Titoli di coda

Pubblicato il da antonio_montanari

All'apertura del Festival del Cinema di Roma c'è stata una manifestazione di protesta di circa 1.500 operatori dello spettacolo con uno slogan intelligente: "Nei titoli di coda c'è gente che lavora". Sfilavano sul tappeto rosso steso per politici e divi. 
Sono in tanti e dovunque, quanti non possono ambire ai titoli di testa, ma sono confinati in quelli di coda. Che nessuno legge, anche se si dovrebbe farlo, perché ci sono i nomi di chi manda avanti l'Italia. In fondo alla lista, e quasi invisibili, vengono i quasi cinque milioni di immigrati che regalano al fisco un miliardo di euro perché versano più di quanto ricevano in servizi; ci pagano sanità e pensioni; e fanno l'11 per cento del prodotto interno lordo (Ventesimo Dossier sull'Immigrazione, della Caritas).
Altre cifre per altri nomi dei titoli di coda. Le famiglie sono in crisi, due su tre non possono risparmiare nulla, operai ed insegnanti sono quelli che stanno peggio (fonte, Ipsos-Acri). La Cei ha denunciato che la famiglia italiana è spesso lasciata sola e tradita dalla mancanza di sostegni anche sociali, fiscali ed economici.
A Bologna don Luigi Ciotti è stato premiato in una manifestazione curata dal prof. Andrea Segré contro lo spreco alimentare. Anche gli ultimissimi nei titoli di coda potrebbero avere lo stomaco pieno se fossimo tutti attenti a pretendere un'organizzazione commerciale più a misura d'uomo che a quella dei miti pubblicitari: una mela è buona anche se non è bella per un colpo di grandine. Don Ciotti rappresenta l'ideale del recupero al mondo delle persone scartate, che droga e mafia avevano avvilito o distrutto.
Chi muove l'economia? Il sen. Lamberto Dini (Pdl) sulla "Stampa" ha osservato: le banche, che dovrebbero favorire gli investimenti, forse non sono adatte abbastanza allo scopo, e le fondazioni da cui esse dipendono rischiano di essere "un azionista di controllo pericoloso per la sana e prudente gestione" e la stabilità delle banche medesime. In parole povere: le fondazioni vogliono soltanto far soldi con le banche, magari per finanziare "la locale università".
Il prof. Marco Cammelli a Bologna presiede la Fondazione del Monte.

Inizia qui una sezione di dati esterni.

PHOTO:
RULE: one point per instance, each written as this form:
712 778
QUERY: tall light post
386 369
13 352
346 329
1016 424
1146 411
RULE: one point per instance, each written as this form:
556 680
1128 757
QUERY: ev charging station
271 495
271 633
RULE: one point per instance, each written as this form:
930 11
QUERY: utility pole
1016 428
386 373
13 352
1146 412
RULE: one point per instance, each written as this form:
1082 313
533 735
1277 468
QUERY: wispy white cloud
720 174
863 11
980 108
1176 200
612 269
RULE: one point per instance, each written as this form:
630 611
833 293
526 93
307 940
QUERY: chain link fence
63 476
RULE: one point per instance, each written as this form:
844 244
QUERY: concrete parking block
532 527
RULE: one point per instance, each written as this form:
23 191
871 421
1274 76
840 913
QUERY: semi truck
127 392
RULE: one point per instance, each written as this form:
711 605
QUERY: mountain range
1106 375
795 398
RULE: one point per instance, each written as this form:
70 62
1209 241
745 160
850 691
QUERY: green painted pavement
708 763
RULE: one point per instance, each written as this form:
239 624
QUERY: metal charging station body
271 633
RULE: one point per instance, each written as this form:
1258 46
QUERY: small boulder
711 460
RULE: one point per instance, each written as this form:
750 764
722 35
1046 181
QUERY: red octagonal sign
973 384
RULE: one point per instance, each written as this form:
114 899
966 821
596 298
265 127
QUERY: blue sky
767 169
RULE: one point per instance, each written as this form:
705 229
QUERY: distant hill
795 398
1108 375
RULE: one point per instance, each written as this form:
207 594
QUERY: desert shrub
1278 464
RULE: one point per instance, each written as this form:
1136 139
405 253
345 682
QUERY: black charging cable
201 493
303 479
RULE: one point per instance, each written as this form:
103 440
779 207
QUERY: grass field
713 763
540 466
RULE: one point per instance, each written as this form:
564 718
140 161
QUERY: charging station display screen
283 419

A chi gli offre una candidatura a sindaco risponde: "Chi distribuisce denaro dovrebbe star lontano da ruoli pubblici". Le sue regole elementari del gioco sono due: se di quei soldi ne beneficia una sola parte non è bene; se il vantaggio è di tutti ecco un motivo in più per astenersi dal concorrere. A Bologna. [1014]

Antonio Montanari
(c) RIPRODUZIONE RISERVATA

"il Ponte", Rimini, 7.11.2010

Segnalato in home della Stampa il 2 novembre 2010.